Islam's "bloody borders" that Huntington famously pointed out -- referring not only to countries like Iran and Iraq fighting each other, but to intra-state conflict such as the one in Sudan, was based on the number of clashes involving Muslims over a broad geographical range. The Islamic world, like the Christian world, lacks one core state -- it flows from Bosnia to Bali, Khartoum to Marrakesh. And within it we have many allies and friends, among them Jordan, Indonesia and Saudi Arabia, and we depend on all of them -- for trade, counterterrorism, and oil. There may be what Huntington called a "youth bulge" in many Islamic countries, leading to rejection of core Western values, and formation of groups that self-define in opposition to them. But it is hard to conclude that this signifies a unified bloc, however much these groups may be ramping up their cultural identities. Cultural differences alone preclude such a generalization. Democratic forces struggle away in Iran and Afghanistan.

But the fringe can dictate more than they deserve. Terrorism has no mitigating factors. When a group unites and radicalizes, and seeks to counter western influence through violence, the headlines they garner only reinforce the fear that the differences are irreconcilable and that our civilizations are actually incompatible. In addition, carrying on wars in Iraq and Afghanistan have, in a sense, made Huntington's thesis self-fulfilling, rendering it and its author both visionary. After all, 9/11 took place before the Afghan or Iraq wars, and much is learned every day about how the conflicts have bred more terrorism.

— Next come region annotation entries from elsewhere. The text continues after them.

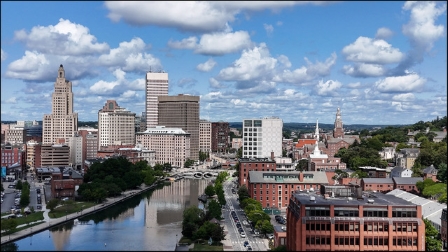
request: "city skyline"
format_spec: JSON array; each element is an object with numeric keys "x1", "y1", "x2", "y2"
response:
[{"x1": 1, "y1": 1, "x2": 447, "y2": 125}]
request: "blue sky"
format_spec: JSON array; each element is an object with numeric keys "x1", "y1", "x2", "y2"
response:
[{"x1": 1, "y1": 1, "x2": 447, "y2": 125}]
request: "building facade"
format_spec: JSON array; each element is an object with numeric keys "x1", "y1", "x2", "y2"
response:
[
  {"x1": 211, "y1": 122, "x2": 230, "y2": 153},
  {"x1": 242, "y1": 117, "x2": 283, "y2": 158},
  {"x1": 42, "y1": 65, "x2": 78, "y2": 144},
  {"x1": 158, "y1": 94, "x2": 199, "y2": 160},
  {"x1": 145, "y1": 71, "x2": 168, "y2": 128},
  {"x1": 199, "y1": 120, "x2": 212, "y2": 153},
  {"x1": 286, "y1": 192, "x2": 425, "y2": 251},
  {"x1": 98, "y1": 100, "x2": 135, "y2": 149},
  {"x1": 136, "y1": 126, "x2": 190, "y2": 168},
  {"x1": 41, "y1": 144, "x2": 70, "y2": 167}
]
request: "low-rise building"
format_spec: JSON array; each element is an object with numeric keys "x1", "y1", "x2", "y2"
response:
[{"x1": 286, "y1": 190, "x2": 425, "y2": 251}]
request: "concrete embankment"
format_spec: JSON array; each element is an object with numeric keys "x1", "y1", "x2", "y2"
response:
[{"x1": 1, "y1": 183, "x2": 161, "y2": 245}]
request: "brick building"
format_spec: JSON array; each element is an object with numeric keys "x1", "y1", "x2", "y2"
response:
[
  {"x1": 286, "y1": 190, "x2": 425, "y2": 251},
  {"x1": 248, "y1": 171, "x2": 328, "y2": 209}
]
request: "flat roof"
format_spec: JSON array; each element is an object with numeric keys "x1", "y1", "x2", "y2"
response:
[{"x1": 293, "y1": 192, "x2": 416, "y2": 207}]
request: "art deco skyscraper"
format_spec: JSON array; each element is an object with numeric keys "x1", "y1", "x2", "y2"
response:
[
  {"x1": 145, "y1": 71, "x2": 168, "y2": 128},
  {"x1": 42, "y1": 65, "x2": 78, "y2": 144}
]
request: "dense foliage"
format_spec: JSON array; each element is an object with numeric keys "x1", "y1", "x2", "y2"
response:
[{"x1": 78, "y1": 157, "x2": 163, "y2": 202}]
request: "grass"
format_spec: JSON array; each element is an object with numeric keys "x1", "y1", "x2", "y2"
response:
[{"x1": 48, "y1": 200, "x2": 96, "y2": 219}]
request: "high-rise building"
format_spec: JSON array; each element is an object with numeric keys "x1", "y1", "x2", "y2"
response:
[
  {"x1": 145, "y1": 71, "x2": 168, "y2": 128},
  {"x1": 98, "y1": 100, "x2": 135, "y2": 150},
  {"x1": 199, "y1": 120, "x2": 212, "y2": 153},
  {"x1": 42, "y1": 65, "x2": 78, "y2": 144},
  {"x1": 212, "y1": 122, "x2": 230, "y2": 153},
  {"x1": 158, "y1": 94, "x2": 199, "y2": 160},
  {"x1": 136, "y1": 126, "x2": 190, "y2": 168},
  {"x1": 243, "y1": 117, "x2": 283, "y2": 158}
]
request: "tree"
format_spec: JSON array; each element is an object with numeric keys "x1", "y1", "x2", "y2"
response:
[
  {"x1": 423, "y1": 219, "x2": 442, "y2": 251},
  {"x1": 205, "y1": 185, "x2": 215, "y2": 197},
  {"x1": 47, "y1": 199, "x2": 59, "y2": 211}
]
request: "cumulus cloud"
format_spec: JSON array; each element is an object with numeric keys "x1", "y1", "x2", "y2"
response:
[
  {"x1": 14, "y1": 18, "x2": 109, "y2": 56},
  {"x1": 263, "y1": 24, "x2": 274, "y2": 35},
  {"x1": 105, "y1": 1, "x2": 325, "y2": 32},
  {"x1": 390, "y1": 1, "x2": 446, "y2": 75},
  {"x1": 196, "y1": 58, "x2": 216, "y2": 72},
  {"x1": 375, "y1": 27, "x2": 394, "y2": 39},
  {"x1": 374, "y1": 73, "x2": 426, "y2": 93},
  {"x1": 314, "y1": 80, "x2": 342, "y2": 96},
  {"x1": 342, "y1": 37, "x2": 403, "y2": 65},
  {"x1": 1, "y1": 49, "x2": 8, "y2": 61}
]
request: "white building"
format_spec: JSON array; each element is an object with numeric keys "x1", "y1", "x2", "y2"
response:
[
  {"x1": 136, "y1": 126, "x2": 190, "y2": 168},
  {"x1": 98, "y1": 100, "x2": 135, "y2": 150},
  {"x1": 243, "y1": 117, "x2": 283, "y2": 158},
  {"x1": 390, "y1": 166, "x2": 412, "y2": 178},
  {"x1": 199, "y1": 120, "x2": 212, "y2": 153},
  {"x1": 145, "y1": 71, "x2": 168, "y2": 128},
  {"x1": 69, "y1": 133, "x2": 83, "y2": 170},
  {"x1": 42, "y1": 65, "x2": 78, "y2": 144}
]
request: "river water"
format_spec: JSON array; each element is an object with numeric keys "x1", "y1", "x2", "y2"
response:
[{"x1": 2, "y1": 179, "x2": 210, "y2": 251}]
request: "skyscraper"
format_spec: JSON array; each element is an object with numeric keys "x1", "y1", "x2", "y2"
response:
[
  {"x1": 42, "y1": 65, "x2": 78, "y2": 144},
  {"x1": 145, "y1": 71, "x2": 168, "y2": 128},
  {"x1": 158, "y1": 94, "x2": 199, "y2": 160}
]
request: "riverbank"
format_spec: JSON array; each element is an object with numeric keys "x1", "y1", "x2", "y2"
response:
[{"x1": 1, "y1": 182, "x2": 161, "y2": 245}]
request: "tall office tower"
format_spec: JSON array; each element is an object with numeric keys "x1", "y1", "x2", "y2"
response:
[
  {"x1": 42, "y1": 65, "x2": 78, "y2": 144},
  {"x1": 212, "y1": 122, "x2": 230, "y2": 153},
  {"x1": 145, "y1": 71, "x2": 168, "y2": 128},
  {"x1": 158, "y1": 94, "x2": 199, "y2": 160},
  {"x1": 243, "y1": 117, "x2": 283, "y2": 158},
  {"x1": 98, "y1": 100, "x2": 135, "y2": 150},
  {"x1": 199, "y1": 120, "x2": 212, "y2": 153}
]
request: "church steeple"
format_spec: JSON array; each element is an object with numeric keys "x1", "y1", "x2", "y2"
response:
[{"x1": 333, "y1": 108, "x2": 344, "y2": 138}]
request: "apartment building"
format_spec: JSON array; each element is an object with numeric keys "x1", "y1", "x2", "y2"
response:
[
  {"x1": 286, "y1": 190, "x2": 425, "y2": 251},
  {"x1": 248, "y1": 171, "x2": 328, "y2": 209},
  {"x1": 98, "y1": 100, "x2": 135, "y2": 149},
  {"x1": 42, "y1": 65, "x2": 78, "y2": 144},
  {"x1": 158, "y1": 94, "x2": 199, "y2": 160},
  {"x1": 211, "y1": 122, "x2": 230, "y2": 153},
  {"x1": 41, "y1": 144, "x2": 70, "y2": 167},
  {"x1": 145, "y1": 71, "x2": 168, "y2": 128},
  {"x1": 199, "y1": 120, "x2": 212, "y2": 153},
  {"x1": 136, "y1": 126, "x2": 191, "y2": 168},
  {"x1": 242, "y1": 117, "x2": 283, "y2": 158}
]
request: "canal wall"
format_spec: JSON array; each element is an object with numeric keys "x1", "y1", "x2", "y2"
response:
[{"x1": 1, "y1": 181, "x2": 160, "y2": 245}]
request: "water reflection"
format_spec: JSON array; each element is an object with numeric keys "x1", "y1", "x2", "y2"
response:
[{"x1": 7, "y1": 179, "x2": 210, "y2": 251}]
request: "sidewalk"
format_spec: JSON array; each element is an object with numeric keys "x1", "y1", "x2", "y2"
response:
[{"x1": 1, "y1": 184, "x2": 156, "y2": 245}]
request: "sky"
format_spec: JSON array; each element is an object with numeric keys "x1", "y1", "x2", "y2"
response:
[{"x1": 1, "y1": 1, "x2": 447, "y2": 125}]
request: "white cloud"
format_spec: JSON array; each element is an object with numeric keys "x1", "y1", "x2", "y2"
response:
[
  {"x1": 375, "y1": 27, "x2": 394, "y2": 39},
  {"x1": 14, "y1": 18, "x2": 109, "y2": 56},
  {"x1": 105, "y1": 1, "x2": 326, "y2": 32},
  {"x1": 1, "y1": 49, "x2": 8, "y2": 61},
  {"x1": 218, "y1": 43, "x2": 277, "y2": 81},
  {"x1": 314, "y1": 80, "x2": 342, "y2": 96},
  {"x1": 263, "y1": 24, "x2": 274, "y2": 35},
  {"x1": 392, "y1": 93, "x2": 415, "y2": 101},
  {"x1": 196, "y1": 58, "x2": 216, "y2": 72},
  {"x1": 375, "y1": 73, "x2": 426, "y2": 93},
  {"x1": 342, "y1": 37, "x2": 403, "y2": 64},
  {"x1": 342, "y1": 63, "x2": 386, "y2": 77}
]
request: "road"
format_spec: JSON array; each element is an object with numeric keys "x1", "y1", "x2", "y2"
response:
[{"x1": 222, "y1": 178, "x2": 268, "y2": 251}]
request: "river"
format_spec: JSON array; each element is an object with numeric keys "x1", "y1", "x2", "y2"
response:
[{"x1": 2, "y1": 179, "x2": 210, "y2": 251}]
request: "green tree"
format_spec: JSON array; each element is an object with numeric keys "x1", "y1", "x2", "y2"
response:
[
  {"x1": 47, "y1": 199, "x2": 59, "y2": 211},
  {"x1": 423, "y1": 219, "x2": 442, "y2": 251},
  {"x1": 205, "y1": 185, "x2": 215, "y2": 197}
]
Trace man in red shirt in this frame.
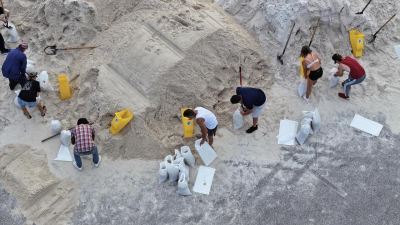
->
[332,54,366,99]
[71,118,101,171]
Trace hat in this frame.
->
[332,53,340,63]
[18,42,28,49]
[28,72,37,77]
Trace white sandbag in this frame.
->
[181,146,195,166]
[36,71,54,91]
[233,108,244,130]
[7,22,19,43]
[297,83,307,97]
[329,68,339,88]
[51,120,61,134]
[158,161,168,184]
[296,124,311,145]
[165,156,179,182]
[61,130,71,147]
[312,109,321,132]
[26,64,35,73]
[177,173,192,195]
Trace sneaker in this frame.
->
[303,95,310,102]
[246,125,258,134]
[94,156,101,167]
[338,93,349,99]
[74,161,82,171]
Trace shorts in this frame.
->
[18,97,39,108]
[251,100,267,118]
[207,126,218,136]
[308,67,324,81]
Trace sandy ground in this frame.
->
[0,0,400,225]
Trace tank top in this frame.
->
[194,107,218,130]
[340,56,365,79]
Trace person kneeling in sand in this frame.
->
[183,107,218,147]
[18,72,46,119]
[231,87,267,133]
[71,118,101,171]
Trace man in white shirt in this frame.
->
[183,107,218,147]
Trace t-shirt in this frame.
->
[236,87,267,110]
[18,80,40,102]
[194,107,218,130]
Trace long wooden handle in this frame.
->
[374,14,396,36]
[308,19,320,47]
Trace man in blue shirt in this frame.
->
[231,87,267,133]
[1,42,28,90]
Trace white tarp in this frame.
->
[193,166,215,195]
[276,119,299,145]
[194,139,217,166]
[54,145,72,162]
[350,114,383,136]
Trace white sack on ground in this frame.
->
[177,173,192,195]
[233,108,244,130]
[36,71,54,91]
[329,68,339,88]
[181,146,195,166]
[6,22,19,43]
[51,120,61,134]
[158,161,168,184]
[312,109,321,132]
[61,130,71,147]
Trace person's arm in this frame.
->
[196,118,208,146]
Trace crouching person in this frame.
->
[71,118,101,171]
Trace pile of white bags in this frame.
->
[158,146,195,195]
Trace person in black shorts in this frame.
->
[300,45,323,102]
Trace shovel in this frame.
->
[356,0,372,14]
[44,45,99,55]
[277,23,296,65]
[369,14,396,43]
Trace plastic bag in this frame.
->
[177,173,192,195]
[51,120,61,134]
[297,83,307,97]
[36,71,54,91]
[61,130,71,147]
[329,68,339,88]
[181,146,195,166]
[312,109,321,132]
[7,22,19,43]
[158,161,168,184]
[233,108,244,130]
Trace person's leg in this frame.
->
[74,149,82,168]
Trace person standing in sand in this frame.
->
[183,107,218,147]
[71,118,101,171]
[1,42,28,90]
[231,87,267,133]
[18,72,46,119]
[332,53,367,99]
[300,45,323,102]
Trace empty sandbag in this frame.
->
[181,146,195,166]
[233,108,244,130]
[312,109,321,132]
[61,130,71,147]
[7,22,19,43]
[36,71,54,91]
[51,120,61,134]
[165,156,179,182]
[329,68,339,88]
[177,173,192,195]
[158,161,168,184]
[297,83,307,97]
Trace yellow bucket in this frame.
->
[181,108,193,137]
[58,75,71,100]
[110,109,133,134]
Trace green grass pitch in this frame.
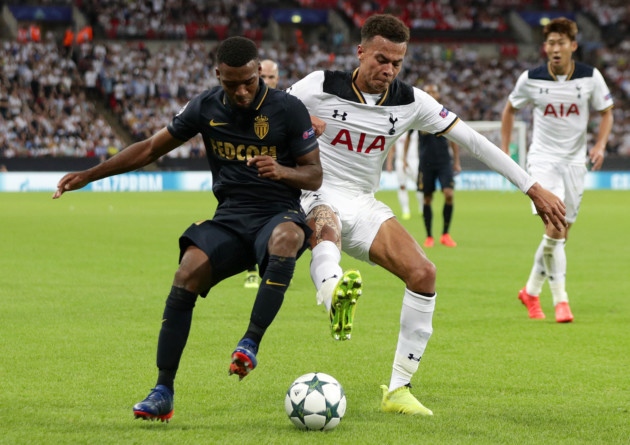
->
[0,191,630,444]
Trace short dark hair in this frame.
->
[361,14,409,43]
[217,36,259,68]
[543,17,577,40]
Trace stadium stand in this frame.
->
[0,0,630,169]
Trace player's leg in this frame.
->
[438,163,457,247]
[544,165,586,323]
[229,217,308,380]
[303,200,363,340]
[418,168,437,247]
[370,219,436,415]
[518,237,547,319]
[133,245,213,422]
[440,187,457,247]
[243,266,260,289]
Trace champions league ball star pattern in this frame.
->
[284,372,346,431]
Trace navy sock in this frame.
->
[244,255,296,344]
[442,204,453,233]
[422,204,433,236]
[156,286,197,391]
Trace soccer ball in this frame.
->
[284,372,346,431]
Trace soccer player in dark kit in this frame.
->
[53,37,322,421]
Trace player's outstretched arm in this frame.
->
[53,128,182,199]
[501,100,518,155]
[527,183,567,231]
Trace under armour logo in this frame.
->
[389,113,398,134]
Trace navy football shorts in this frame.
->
[179,199,312,296]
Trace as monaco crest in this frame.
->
[254,116,269,139]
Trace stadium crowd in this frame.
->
[0,0,630,158]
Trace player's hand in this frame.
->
[247,156,286,181]
[53,173,90,199]
[527,183,567,231]
[588,146,606,171]
[311,116,326,137]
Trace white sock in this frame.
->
[543,235,569,306]
[525,235,547,297]
[389,289,437,392]
[311,241,343,290]
[398,188,409,213]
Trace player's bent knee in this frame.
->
[268,222,304,256]
[306,205,341,248]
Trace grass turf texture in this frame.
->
[0,191,630,444]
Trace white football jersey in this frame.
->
[509,62,613,164]
[287,69,458,194]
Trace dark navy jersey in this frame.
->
[167,79,318,206]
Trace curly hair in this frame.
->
[543,17,577,40]
[361,14,409,44]
[217,36,259,68]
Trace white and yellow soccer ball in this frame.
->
[284,372,346,431]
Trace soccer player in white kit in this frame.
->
[385,131,422,220]
[288,14,564,415]
[501,17,613,323]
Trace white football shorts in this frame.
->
[527,161,587,224]
[301,187,394,264]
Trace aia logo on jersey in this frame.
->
[330,129,385,153]
[543,104,580,117]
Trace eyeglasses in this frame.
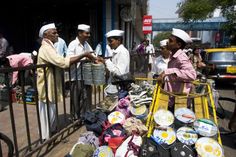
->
[107,38,115,43]
[160,47,166,50]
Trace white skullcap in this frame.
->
[32,50,38,56]
[160,39,169,47]
[39,23,56,38]
[78,24,90,32]
[106,30,124,38]
[172,28,192,43]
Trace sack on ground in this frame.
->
[115,134,142,157]
[82,110,107,136]
[99,123,126,152]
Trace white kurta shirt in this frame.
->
[152,55,169,75]
[105,44,130,75]
[67,37,93,80]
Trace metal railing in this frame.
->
[0,53,149,157]
[0,61,104,157]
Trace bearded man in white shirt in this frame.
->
[67,24,95,119]
[152,39,170,83]
[99,30,130,97]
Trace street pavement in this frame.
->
[0,75,236,157]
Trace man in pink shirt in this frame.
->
[2,53,33,85]
[157,28,196,111]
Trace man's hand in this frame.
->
[84,52,97,62]
[157,72,166,84]
[97,56,105,64]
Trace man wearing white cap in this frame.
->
[158,28,196,111]
[152,39,170,83]
[100,30,130,95]
[37,23,96,139]
[67,24,94,119]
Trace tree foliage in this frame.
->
[178,0,236,43]
[179,0,216,21]
[153,32,171,47]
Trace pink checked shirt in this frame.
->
[7,54,33,84]
[164,49,197,94]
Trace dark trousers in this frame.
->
[71,80,92,119]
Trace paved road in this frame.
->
[216,82,236,157]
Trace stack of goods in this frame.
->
[83,63,106,85]
[144,108,224,157]
[70,81,224,157]
[69,82,154,157]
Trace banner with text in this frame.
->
[143,15,152,34]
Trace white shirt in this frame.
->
[105,45,113,57]
[66,37,93,80]
[145,44,155,54]
[105,44,130,75]
[152,55,169,75]
[54,37,67,57]
[0,37,9,57]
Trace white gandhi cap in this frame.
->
[39,23,56,38]
[160,39,169,47]
[172,28,192,43]
[78,24,90,32]
[106,30,124,38]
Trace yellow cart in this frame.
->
[136,78,222,145]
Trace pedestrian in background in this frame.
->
[157,28,197,112]
[67,24,95,119]
[0,31,10,58]
[152,39,170,83]
[136,39,147,72]
[54,37,67,57]
[99,30,130,97]
[145,39,155,70]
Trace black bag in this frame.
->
[170,142,197,157]
[82,110,107,136]
[111,73,135,85]
[139,137,170,157]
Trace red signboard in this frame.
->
[143,15,152,34]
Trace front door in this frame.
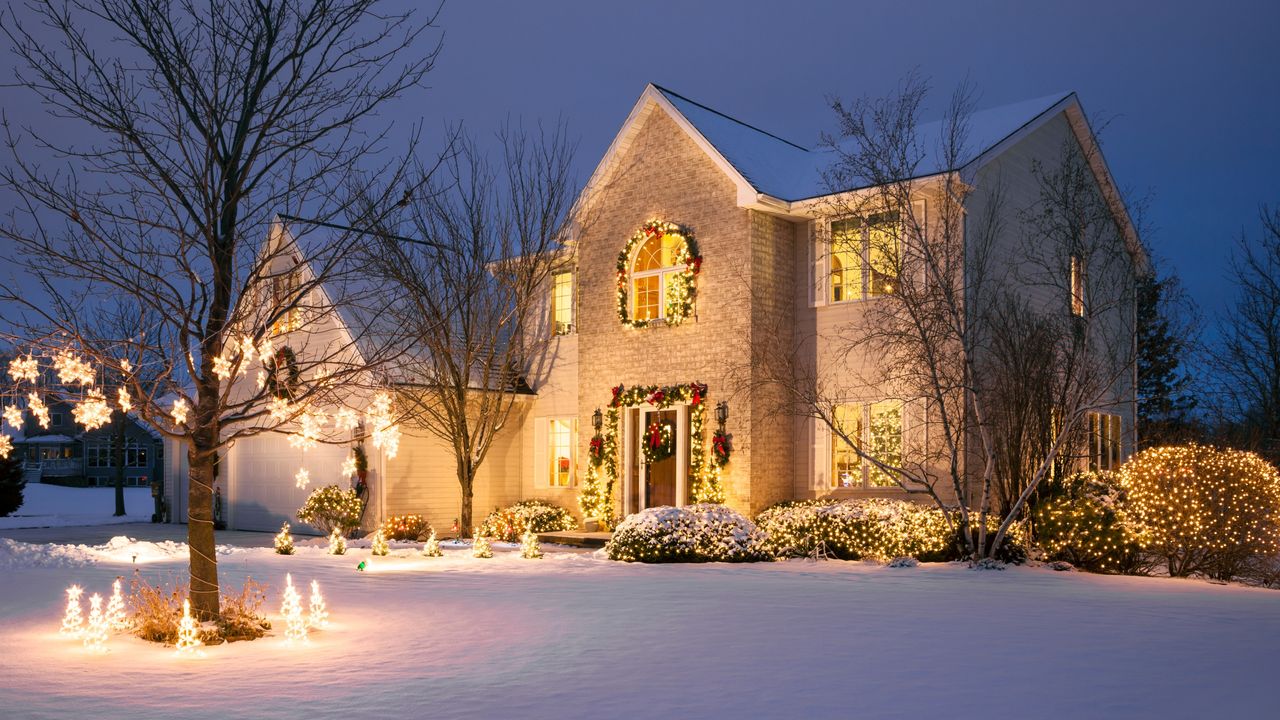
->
[639,410,680,507]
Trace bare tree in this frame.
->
[0,0,439,619]
[1212,206,1280,460]
[372,127,576,536]
[754,76,1133,557]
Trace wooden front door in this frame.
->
[639,410,680,507]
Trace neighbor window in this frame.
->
[831,400,902,488]
[631,234,685,320]
[829,211,901,302]
[1071,255,1085,318]
[1089,413,1121,470]
[552,273,573,334]
[547,418,576,488]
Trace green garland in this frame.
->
[577,383,728,520]
[617,220,703,328]
[265,347,302,400]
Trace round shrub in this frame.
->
[755,498,954,561]
[604,502,769,562]
[298,486,365,534]
[1120,443,1280,580]
[383,515,431,542]
[1032,471,1146,574]
[480,500,577,542]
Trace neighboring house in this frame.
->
[13,392,164,487]
[168,85,1137,530]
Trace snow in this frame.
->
[0,483,155,530]
[657,87,1071,201]
[0,539,1280,720]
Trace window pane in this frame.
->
[631,275,662,320]
[552,273,573,334]
[867,400,902,487]
[547,420,573,487]
[831,405,863,488]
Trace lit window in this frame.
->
[552,273,573,334]
[631,234,685,320]
[829,211,901,302]
[1071,255,1085,318]
[547,418,576,488]
[1089,413,1121,470]
[831,400,902,488]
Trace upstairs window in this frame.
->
[552,273,573,334]
[829,211,901,302]
[631,233,685,322]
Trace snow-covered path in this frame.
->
[0,543,1280,719]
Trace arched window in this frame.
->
[631,233,685,322]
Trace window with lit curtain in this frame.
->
[547,418,576,488]
[829,211,901,302]
[1088,413,1121,470]
[831,400,902,488]
[631,234,684,320]
[552,273,573,334]
[1071,255,1084,318]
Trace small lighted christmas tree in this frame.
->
[307,580,329,629]
[329,528,347,555]
[280,574,307,643]
[520,530,543,560]
[374,528,390,555]
[82,593,106,652]
[106,578,129,630]
[59,585,84,638]
[422,530,444,557]
[275,523,293,555]
[471,528,493,557]
[174,600,202,655]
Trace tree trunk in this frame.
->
[111,414,124,518]
[187,432,220,620]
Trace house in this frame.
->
[13,398,164,487]
[166,85,1137,530]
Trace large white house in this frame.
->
[164,85,1138,530]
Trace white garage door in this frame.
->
[229,436,349,534]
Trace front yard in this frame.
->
[0,539,1280,719]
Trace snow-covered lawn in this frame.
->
[0,541,1280,719]
[0,483,155,530]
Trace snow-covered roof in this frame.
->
[653,85,1074,201]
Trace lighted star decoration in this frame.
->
[72,389,111,430]
[54,352,93,386]
[27,392,49,430]
[169,397,191,425]
[9,355,40,383]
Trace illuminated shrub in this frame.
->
[1119,443,1280,580]
[480,500,577,542]
[755,498,954,561]
[298,486,365,534]
[383,515,431,542]
[605,502,769,562]
[1033,473,1147,574]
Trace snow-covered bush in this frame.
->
[755,498,954,561]
[480,500,577,542]
[298,486,365,534]
[383,515,431,542]
[1032,471,1147,574]
[605,503,769,562]
[1119,443,1280,580]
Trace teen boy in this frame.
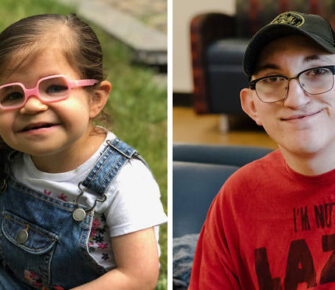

The concept of a new world order might actually mean disorder, chaos and unpredictability on a global scale. But doomed forevermore to clash? Let's hope not. The prospect is exhausting and hopeless. It does leave room for leadership and diplomacy. But the theory is as controversial, relevant and provocative as is was 16 years ago. Nevertheless, it almost makes you nostalgic for socialist ideology and a few nuclear warheads pointed our way. It was all so much simpler.